The result is not take-home pay. U.S. employers calculate federal income-tax withholding from Form W-4 and IRS Publication 15-T after gross wages are known. Employee Social Security, Medicare, and any Additional Medicare withholding also come later. Employer taxes such as FUTA, matching Social Security and Medicare, and state unemployment belong outside the employee gross-pay result.
For hourly pay, multiply regular hours by the regular hourly rate, then add overtime, double time, bonuses, commissions, and paid leave amounts that the employer provides. The federal overtime baseline requires covered nonexempt employees to receive at least 1.5 times the regular rate for hours worked over 40 in one workweek. Paid vacation, sick leave, and holidays are not required by the FLSA, but provided vacation pay is withheld as wages.
For example, a covered nonexempt employee earns $26 per hour and works 47 hours in one workweek. Regular pay is 40 hours times $26, or $1,040. The overtime rate is $39 per hour, and 7 overtime hours add $273. Gross pay for the week is $1,313 before federal income-tax withholding, employee Social Security, employee Medicare, benefits deductions, or state withholding.
A common payroll mistake is mixing gross wages with taxable wages or net pay. Gross pay measures earned compensation before reductions. Taxable wages can change after pre-tax deductions, and net pay changes again after withholding and post-tax deductions. A $1,313 gross weekly check can produce a different net amount for two employees with the same hours because Form W-4 elections, benefits, state withholding, and year-to-date wage caps differ.
The 2026 Social Security employee tax applies at 6.2% only up to the $184,500 annual wage base, while Medicare applies at 1.45% to all covered wages with no wage-base limit.
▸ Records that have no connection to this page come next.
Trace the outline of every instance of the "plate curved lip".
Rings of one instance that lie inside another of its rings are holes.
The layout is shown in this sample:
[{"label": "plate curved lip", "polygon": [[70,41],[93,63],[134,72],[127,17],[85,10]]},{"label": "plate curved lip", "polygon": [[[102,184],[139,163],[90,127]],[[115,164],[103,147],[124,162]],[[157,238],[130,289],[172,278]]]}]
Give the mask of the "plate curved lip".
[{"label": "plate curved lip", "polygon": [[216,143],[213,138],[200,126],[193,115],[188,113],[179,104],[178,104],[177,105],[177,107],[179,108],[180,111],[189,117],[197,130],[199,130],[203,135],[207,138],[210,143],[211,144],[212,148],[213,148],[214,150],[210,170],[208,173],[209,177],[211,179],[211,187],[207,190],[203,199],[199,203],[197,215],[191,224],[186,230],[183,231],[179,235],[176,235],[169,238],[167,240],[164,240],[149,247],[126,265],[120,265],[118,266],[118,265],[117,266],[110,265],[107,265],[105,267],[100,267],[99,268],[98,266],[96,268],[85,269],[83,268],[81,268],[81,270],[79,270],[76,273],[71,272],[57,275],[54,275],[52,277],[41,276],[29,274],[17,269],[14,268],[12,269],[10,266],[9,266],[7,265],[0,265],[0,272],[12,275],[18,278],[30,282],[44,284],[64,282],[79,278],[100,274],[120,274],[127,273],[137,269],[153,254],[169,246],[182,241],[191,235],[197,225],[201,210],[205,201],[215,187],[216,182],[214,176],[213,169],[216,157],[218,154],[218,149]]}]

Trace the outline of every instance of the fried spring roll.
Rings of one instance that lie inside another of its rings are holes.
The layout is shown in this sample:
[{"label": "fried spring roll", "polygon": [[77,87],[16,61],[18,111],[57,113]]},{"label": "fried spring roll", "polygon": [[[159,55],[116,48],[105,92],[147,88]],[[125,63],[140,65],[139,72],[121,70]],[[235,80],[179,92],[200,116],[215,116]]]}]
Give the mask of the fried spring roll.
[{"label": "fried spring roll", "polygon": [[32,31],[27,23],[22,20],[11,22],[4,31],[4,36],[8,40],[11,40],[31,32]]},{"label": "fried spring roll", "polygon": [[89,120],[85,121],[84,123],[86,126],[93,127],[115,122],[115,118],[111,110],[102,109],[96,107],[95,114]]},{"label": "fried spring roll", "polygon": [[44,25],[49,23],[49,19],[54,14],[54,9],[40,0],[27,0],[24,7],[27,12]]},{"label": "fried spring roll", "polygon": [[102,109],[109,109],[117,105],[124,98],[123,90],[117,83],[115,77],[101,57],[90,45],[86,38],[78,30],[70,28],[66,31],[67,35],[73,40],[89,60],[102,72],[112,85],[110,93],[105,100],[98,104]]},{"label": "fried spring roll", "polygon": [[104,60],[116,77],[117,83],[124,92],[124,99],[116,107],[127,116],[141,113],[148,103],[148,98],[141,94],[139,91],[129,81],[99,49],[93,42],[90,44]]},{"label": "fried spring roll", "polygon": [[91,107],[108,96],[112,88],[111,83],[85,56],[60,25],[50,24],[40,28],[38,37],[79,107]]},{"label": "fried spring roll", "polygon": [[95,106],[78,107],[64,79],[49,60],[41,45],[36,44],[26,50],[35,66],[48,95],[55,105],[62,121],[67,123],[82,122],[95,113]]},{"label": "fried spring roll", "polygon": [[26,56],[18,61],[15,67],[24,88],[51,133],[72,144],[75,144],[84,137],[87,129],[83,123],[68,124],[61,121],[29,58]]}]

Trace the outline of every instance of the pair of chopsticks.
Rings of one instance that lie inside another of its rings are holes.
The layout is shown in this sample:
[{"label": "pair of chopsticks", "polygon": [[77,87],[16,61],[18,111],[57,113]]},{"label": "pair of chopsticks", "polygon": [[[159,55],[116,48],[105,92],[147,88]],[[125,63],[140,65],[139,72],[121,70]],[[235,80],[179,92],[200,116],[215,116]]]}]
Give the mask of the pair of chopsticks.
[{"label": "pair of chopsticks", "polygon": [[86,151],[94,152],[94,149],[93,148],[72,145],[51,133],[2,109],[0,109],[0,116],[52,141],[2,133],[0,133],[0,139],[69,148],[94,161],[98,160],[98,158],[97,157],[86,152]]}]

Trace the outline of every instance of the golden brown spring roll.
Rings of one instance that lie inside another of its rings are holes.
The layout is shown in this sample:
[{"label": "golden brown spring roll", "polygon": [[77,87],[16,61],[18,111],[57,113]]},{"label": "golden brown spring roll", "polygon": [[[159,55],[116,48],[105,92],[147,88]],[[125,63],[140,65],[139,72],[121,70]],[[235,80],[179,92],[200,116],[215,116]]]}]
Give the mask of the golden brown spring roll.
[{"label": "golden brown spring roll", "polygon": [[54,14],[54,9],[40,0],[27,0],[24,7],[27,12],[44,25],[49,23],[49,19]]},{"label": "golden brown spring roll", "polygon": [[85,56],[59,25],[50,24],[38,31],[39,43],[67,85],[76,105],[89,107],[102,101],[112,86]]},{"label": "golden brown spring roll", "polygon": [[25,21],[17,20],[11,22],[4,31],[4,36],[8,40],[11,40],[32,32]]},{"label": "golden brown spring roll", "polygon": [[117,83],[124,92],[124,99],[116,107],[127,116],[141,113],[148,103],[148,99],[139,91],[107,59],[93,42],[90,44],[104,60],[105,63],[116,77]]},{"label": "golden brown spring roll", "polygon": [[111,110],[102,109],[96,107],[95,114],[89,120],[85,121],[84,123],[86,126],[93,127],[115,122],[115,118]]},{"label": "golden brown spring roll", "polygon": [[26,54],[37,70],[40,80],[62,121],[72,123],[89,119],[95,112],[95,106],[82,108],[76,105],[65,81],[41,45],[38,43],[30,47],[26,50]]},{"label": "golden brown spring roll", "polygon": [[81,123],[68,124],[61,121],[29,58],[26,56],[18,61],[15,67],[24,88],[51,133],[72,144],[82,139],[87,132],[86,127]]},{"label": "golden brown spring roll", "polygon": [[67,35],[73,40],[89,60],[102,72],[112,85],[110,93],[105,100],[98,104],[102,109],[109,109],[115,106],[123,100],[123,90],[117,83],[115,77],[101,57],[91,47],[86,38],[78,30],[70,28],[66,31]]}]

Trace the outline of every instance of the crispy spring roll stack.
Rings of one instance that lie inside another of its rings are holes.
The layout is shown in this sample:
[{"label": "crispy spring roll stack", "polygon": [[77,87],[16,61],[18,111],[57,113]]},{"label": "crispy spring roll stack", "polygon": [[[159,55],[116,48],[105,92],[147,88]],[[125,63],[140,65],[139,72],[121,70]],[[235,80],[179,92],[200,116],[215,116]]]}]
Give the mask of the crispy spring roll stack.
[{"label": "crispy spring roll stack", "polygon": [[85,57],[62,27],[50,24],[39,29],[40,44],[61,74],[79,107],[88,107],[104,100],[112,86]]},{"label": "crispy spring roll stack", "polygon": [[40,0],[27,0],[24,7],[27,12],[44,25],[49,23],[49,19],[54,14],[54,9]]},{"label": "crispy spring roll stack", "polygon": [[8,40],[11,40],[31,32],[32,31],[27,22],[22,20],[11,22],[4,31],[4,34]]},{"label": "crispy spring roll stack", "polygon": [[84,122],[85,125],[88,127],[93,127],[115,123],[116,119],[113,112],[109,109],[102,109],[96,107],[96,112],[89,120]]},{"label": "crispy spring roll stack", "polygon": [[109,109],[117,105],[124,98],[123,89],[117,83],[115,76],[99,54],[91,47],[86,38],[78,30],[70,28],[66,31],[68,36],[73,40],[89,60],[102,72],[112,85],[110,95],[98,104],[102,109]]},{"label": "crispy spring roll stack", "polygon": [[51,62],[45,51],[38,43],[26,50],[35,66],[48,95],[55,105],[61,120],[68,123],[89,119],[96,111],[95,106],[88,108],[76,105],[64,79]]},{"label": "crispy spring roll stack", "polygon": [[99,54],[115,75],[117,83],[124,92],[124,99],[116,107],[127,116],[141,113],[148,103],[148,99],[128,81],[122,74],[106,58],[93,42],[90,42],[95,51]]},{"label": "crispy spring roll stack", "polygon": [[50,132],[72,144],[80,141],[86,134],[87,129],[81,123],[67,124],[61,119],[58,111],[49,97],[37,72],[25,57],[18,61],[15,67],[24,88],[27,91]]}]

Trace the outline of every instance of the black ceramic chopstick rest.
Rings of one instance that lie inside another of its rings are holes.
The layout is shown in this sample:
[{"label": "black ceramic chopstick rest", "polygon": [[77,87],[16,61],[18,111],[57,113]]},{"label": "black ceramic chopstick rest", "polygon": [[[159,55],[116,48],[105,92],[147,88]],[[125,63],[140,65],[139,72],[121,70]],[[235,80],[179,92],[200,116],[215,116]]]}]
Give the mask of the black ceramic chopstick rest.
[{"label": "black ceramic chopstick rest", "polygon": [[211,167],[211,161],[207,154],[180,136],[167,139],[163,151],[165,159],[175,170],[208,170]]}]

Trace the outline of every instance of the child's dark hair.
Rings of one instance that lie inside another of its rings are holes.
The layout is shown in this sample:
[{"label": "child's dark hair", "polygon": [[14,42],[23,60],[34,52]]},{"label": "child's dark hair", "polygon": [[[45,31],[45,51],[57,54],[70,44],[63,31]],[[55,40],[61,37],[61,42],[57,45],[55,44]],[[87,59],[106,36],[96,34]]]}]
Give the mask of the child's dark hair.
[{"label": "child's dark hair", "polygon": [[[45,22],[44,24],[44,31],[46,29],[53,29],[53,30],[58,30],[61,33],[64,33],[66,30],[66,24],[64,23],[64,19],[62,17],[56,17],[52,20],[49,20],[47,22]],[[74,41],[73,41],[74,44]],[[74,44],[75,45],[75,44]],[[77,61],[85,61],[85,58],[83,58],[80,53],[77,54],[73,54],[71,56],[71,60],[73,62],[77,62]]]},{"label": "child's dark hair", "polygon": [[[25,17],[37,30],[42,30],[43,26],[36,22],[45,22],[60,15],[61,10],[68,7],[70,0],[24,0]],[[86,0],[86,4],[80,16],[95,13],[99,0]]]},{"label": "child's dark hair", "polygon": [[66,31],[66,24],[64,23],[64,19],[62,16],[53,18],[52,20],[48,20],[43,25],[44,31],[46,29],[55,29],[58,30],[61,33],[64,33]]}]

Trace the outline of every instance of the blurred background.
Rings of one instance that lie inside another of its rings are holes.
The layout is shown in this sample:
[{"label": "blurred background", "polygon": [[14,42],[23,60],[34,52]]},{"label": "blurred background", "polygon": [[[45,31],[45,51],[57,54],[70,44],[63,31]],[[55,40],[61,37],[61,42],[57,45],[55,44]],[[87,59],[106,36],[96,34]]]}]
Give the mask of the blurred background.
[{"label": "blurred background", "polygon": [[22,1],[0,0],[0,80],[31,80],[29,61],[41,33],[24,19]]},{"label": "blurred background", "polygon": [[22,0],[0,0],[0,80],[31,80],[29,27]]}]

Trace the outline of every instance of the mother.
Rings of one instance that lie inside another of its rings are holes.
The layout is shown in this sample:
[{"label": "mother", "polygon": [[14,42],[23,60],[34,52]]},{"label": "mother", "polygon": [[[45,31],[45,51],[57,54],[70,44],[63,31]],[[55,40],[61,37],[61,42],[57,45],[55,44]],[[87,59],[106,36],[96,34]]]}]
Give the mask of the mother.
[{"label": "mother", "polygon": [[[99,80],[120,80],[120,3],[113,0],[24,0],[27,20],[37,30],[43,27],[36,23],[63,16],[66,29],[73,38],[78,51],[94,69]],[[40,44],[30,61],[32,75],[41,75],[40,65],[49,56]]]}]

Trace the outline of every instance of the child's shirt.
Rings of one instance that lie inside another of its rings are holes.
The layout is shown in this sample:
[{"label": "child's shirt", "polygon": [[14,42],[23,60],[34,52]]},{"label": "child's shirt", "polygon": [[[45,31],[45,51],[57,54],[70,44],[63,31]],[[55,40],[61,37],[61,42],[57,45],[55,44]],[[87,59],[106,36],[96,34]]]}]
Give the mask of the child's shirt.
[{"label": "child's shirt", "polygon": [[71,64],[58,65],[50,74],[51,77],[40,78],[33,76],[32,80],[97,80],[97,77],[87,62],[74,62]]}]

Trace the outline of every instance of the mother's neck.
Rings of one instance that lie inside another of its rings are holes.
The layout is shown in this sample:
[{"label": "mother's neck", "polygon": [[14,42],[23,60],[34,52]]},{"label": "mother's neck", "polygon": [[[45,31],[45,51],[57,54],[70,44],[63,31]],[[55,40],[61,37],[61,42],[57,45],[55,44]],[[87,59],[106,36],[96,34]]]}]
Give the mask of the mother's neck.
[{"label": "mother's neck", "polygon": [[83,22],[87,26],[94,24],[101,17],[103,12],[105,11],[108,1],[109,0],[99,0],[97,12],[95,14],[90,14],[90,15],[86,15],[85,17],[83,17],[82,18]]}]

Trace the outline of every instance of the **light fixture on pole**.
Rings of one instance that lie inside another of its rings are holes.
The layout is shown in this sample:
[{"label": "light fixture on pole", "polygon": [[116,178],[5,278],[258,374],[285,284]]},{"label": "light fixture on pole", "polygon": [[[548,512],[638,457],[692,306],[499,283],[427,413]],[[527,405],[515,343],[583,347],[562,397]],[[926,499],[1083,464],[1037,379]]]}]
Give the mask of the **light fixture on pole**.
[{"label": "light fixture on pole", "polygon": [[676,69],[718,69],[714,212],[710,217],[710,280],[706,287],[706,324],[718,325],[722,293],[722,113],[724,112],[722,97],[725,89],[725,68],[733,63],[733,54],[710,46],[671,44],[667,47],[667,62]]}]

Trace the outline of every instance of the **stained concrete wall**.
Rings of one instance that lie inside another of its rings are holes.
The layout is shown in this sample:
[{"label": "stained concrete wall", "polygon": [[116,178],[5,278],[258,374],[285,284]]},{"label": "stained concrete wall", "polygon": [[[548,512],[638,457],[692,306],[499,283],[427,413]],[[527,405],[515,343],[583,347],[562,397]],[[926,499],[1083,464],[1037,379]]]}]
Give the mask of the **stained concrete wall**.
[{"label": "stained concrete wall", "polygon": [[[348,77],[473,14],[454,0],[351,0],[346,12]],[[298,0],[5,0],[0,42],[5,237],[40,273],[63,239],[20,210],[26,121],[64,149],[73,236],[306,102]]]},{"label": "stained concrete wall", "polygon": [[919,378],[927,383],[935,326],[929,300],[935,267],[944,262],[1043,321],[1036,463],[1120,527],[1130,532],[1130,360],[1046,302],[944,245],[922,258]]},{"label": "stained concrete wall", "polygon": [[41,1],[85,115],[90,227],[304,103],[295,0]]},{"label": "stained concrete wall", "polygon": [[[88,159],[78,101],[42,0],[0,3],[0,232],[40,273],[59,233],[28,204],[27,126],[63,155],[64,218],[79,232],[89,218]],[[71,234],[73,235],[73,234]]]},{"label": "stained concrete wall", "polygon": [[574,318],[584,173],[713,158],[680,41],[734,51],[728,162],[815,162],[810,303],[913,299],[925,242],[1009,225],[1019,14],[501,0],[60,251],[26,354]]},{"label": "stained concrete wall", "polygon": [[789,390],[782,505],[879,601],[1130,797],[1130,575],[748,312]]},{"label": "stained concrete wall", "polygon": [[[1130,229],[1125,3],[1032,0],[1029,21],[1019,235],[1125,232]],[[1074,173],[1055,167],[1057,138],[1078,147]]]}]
Employers must begin 0.9% employee-only Additional Medicare Tax withholding in the pay period when wages paid to an employee exceed $200,000 for the calendar year. These rules affect withholding, not the gross-pay number itself.
A one-off gross pay calculation is enough when you need to check one hourly shift, estimate a salary paycheck, or verify a bonus before payroll entry. It works best when the hours, rates, overtime category, and paid leave amounts are already final. The calculation becomes fragile when managers revise time after approval, contractors bill from different projects, or payroll needs a repeatable audit trail.
Everhour fits the managed workflow side by moving approved time entries into Deel for contractor payroll on pay-as-you-go contracts. The integration exports approved entries one way, can merge daily entries, and can group them by task, project, or both before sending. A period cannot be exported twice, so teams get a cleaner handoff when gross pay depends on approved time records.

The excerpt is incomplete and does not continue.